Мальчик потянула мать за руку, та охнула – переломанные в прошлом году пальцы плоховато срослись. Сняла передник, платок на голове поправила, шагнула из избы в сени, будто в реку с обрыва. Демка припустил по улице, не дожидаясь. Бежали и еще люди, собаки лаяли, переливалось в летнем воздухе ощущение непокоя. Маришка побежала, прихрамывая и морщась, босые ноги тяжело били в пыль. С полдороги разогрелась, будто девочкой опять себя вспомнила, бежала быстро, тело пело.
– Погоди! – нагнала ее Дуня, подруга бывшая, да давно уж Маришку забросившая. Дуня хорошо замужем была, за бондарем, в достатке и любви жила, не пил ее муж, хозяйство крепкое имел, злость на жене за неудачи не вымещал. Дуня раздалась, ходила гордо, улыбалась часто – и зубы все целые имела. Маришка ощупала языком острые обломки последнего, который ей Василий выбил, поморщилась. Чего уж жалеть – в один конец ей дорога, Дему бы только дорастить, чтобы в возраст вошел, да женить хорошо…

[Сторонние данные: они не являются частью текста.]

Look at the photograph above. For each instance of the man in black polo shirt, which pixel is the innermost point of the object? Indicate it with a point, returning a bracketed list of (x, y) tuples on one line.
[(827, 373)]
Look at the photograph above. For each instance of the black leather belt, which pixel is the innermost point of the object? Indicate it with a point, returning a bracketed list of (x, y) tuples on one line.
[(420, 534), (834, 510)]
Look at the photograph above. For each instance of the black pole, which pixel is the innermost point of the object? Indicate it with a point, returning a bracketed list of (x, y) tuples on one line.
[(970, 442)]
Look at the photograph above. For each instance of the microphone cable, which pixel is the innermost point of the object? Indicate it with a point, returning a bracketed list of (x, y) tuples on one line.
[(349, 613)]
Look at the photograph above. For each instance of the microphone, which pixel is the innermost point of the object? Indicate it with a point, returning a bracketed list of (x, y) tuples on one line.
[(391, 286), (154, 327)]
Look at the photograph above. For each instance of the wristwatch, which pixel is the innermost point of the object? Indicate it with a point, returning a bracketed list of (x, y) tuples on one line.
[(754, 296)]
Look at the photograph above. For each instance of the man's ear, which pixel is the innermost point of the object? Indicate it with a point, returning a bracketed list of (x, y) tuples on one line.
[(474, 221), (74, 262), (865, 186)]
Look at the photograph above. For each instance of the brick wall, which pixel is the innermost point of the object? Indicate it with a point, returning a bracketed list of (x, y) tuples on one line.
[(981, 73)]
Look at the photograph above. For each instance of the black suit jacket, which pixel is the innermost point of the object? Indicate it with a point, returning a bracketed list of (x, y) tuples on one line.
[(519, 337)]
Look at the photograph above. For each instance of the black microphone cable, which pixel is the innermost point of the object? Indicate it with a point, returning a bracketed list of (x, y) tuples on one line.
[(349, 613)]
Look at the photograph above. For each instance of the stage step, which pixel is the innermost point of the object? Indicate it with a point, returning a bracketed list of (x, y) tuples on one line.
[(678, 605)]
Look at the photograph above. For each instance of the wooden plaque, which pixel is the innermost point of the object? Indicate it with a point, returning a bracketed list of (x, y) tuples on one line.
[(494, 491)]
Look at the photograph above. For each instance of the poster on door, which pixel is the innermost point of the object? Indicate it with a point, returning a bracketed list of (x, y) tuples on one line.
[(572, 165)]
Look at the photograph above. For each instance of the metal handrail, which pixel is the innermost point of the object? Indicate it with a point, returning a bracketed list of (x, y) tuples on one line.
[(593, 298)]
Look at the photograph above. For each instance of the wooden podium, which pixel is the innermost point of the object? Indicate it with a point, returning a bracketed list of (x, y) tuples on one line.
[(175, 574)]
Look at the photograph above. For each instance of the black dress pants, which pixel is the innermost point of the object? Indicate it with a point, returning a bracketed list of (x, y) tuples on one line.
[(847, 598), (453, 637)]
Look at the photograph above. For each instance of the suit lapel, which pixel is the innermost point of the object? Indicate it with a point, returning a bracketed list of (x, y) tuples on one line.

– Говорят, Наташка мельникова-то чудищем разродилась, – на бегу делилась новостями Дуня. – Не ребенок, а чорт, всю утробу порвал, как на свет лез – крик стоял нечеловеческий, у соседей собаки выли… Николай-мельник- то с утра за доктором поехал в Супряж, да не поспел. Баб Люба, говорят, Наташку-то пожалела да подушкой придушила, как чудище ее разворотило всю – а его связала- спеленала, нож приставила и во дворе ходит, кричит…
– Что ж не повяжут ее?
– Да хотели… Мельник не дает – говорит вдруг рехнулась старуха, привиделось, а младенец нормальный? Зарежет ведь!
– А Наталья?
Дуня глянула мрачно и на бегу перекрестилась. Маришка тоже руку подняла для крестного знамения, в груди загорчило сразу.
У мельникова дома толпа стояла – яблоку не упасть. Ребятишки заборы облепили, их гонять пытались, но они как стайка воробьев – вспорхнет и снова сядет пыль клевать. Перед Маришкой расступились, Николай-мельник стоял белее белого, сын его старший Пахом его за локоть держал, а сам весь трясся.
– Теть Мариш, она тебя звала, – сказал. – Ты уж уговори… В дом бы зайти… Маменька там…
Баб Люба стояла у крыльца, сгорбившись, платок ее сбился, седые лохмы топорщились, костлявая темная рука дрожала, прижимая к окровавленному свертку длинный хлебный нож. Маришка шагнула во двор, раз заговорить попыталась, другой – голос не шел.
– Баб Любаня, – сказала наконец. Краем глаза ухватила, что на краю забора Демка сидел, еще двое мальчишек с ним, как петушки на жердочке – шеи вытянули, смотрят. – Ну чего ты? Знала ж, что тяжко будет Наталья рожать, что поздно ей уж… Сама ж мне так говорила…
Она виновато взглянула на Николая – тот голову уронил, руку к глазам прижал.
– Ну, хорошая моя… Ребеночка мне дай, если живой он, и пойдем почайпить, я баранок насушила…
Старуха подняла голову – и толпа охнула, а Маришка едва сдержалась, чтобы назад не шагнуть. Лицо было неузнаваемо – левая сторона его будто растаяла воском и стекла по кости, губа отвисла, глаз уплыл по скуле, стал вертикальной щелью, темным провалом, откуда остро смотрел кто-то незнакомый, страшный.